4. Итак, если таково несомненное правило и таково определение соименности в божественном Писании, то покажем, что мудрый наш отец подражает и образу жизни Иоанна, дабы вы знали, что справедливее можно бы приписать ему и это имя. У того не было ни стола, ни постели, ни дома на земле; и у этого ничего такого никогда не было. Свидетели – вы, как он проводил все время, показывая жизнь апостольскую, не имея никакой собственности, но получая пропитание от других, а сам непрерывно пребывая «в молитве и служении слова» (Деян. 6:4). Тот проповедовал за рекой, пребывая в пустынях; и этот выводил некогда за реку весь город и преподавал здравое учение. Тот жил в темнице, и отсечена ему голова за ревность о законе; и этот часто был удаляем из отечества за ревность о вере, и ему часто была отсекаема голова по той же самой причине, если не на самом деле, то в намерении. Враги истины, не вынося силы языка его, со всех сторон строили бесчисленные козни, но от всех их Господь спасал его. Будем же слушать этот язык, через который он и подвергался опасностям и спасался. Не погрешил бы тот, кто сказал бы о нем то же, что Моисей сказал о земле обетованной. Что же он сказал о ней? «Земля, текущая млеком и медом» (Исх. 3:8). Тоже можно сказать и об его языке; это – язык, текущий молоком и медом.

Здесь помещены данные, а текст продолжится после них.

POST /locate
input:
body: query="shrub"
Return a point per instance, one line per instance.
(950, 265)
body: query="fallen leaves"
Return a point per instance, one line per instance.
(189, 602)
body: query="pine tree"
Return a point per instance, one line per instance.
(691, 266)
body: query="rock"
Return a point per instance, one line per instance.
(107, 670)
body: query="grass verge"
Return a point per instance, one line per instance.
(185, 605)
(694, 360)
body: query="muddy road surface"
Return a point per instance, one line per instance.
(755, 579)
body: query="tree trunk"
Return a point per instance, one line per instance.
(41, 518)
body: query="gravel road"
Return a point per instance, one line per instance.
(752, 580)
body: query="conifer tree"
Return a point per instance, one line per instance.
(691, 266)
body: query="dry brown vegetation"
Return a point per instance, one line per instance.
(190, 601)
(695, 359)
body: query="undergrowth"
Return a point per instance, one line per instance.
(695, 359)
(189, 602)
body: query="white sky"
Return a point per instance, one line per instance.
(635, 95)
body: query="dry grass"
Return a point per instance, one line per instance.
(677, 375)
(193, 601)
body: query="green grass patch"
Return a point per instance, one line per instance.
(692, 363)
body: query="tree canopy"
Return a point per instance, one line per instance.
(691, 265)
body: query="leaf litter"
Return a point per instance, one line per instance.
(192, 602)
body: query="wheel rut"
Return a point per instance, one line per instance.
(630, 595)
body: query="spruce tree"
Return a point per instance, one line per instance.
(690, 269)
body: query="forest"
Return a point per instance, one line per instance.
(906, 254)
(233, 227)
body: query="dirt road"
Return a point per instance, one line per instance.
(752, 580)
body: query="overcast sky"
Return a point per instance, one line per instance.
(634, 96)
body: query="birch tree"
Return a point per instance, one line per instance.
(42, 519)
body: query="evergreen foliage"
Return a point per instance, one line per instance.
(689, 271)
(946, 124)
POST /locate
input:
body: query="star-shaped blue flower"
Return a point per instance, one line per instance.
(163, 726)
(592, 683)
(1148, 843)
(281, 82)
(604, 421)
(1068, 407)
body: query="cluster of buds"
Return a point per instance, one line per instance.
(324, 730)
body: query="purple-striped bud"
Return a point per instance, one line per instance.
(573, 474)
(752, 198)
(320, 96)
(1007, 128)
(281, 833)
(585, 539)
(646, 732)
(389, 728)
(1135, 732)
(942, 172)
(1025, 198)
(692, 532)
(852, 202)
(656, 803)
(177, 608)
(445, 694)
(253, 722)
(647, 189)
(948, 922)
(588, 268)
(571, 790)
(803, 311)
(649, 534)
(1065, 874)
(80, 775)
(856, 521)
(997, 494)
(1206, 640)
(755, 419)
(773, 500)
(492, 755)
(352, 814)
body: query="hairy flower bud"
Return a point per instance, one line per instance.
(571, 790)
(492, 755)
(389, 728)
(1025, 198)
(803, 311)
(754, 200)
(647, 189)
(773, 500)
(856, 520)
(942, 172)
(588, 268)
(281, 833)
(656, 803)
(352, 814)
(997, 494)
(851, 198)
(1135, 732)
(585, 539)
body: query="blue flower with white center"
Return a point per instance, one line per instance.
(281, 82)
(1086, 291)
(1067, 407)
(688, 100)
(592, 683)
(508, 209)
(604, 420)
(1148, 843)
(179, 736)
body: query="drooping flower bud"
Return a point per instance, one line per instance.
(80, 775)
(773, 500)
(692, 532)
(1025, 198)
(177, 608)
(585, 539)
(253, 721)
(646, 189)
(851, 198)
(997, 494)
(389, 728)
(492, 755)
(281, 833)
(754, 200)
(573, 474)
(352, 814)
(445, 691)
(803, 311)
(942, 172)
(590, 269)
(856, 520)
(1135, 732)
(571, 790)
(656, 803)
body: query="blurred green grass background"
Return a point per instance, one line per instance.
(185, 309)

Итак, чтобы нам и насладиться этим молоком и насытиться этим медом, прекратим здесь наше слово и послушаем его лиры и трубы. Когда я представляю приятность его слов, то называю голос его лирой; а когда представляю силу мыслей, то – некоторой воинственной трубой, такой, какую имели иудеи, когда разрушали стены Иерихона. Как тогда звук труб, поражая камни сильнее огня, все разрушал и истреблял, так и теперь голос его, не менее тех труб поражая укрепления еретиков, «ниспровергает замыслы и всякое превозношение, восстающее против познания Божия» (2Кор. 10:4–5). Но чтобы вам узнать это не от нашего, но от его языка, прекратим наше слово, воссылая славу Отцу, подающему таких учителей; ибо Ему слава во веки веков. Аминь.
* * *
Здесь разумеется Диодор, епископ тарсийский, бывший некогда учителем св. Иоанна Златоуста, а самое слово в похвалу ему произнесено святителем, как полагают, в 382 году по Рождеству Христову.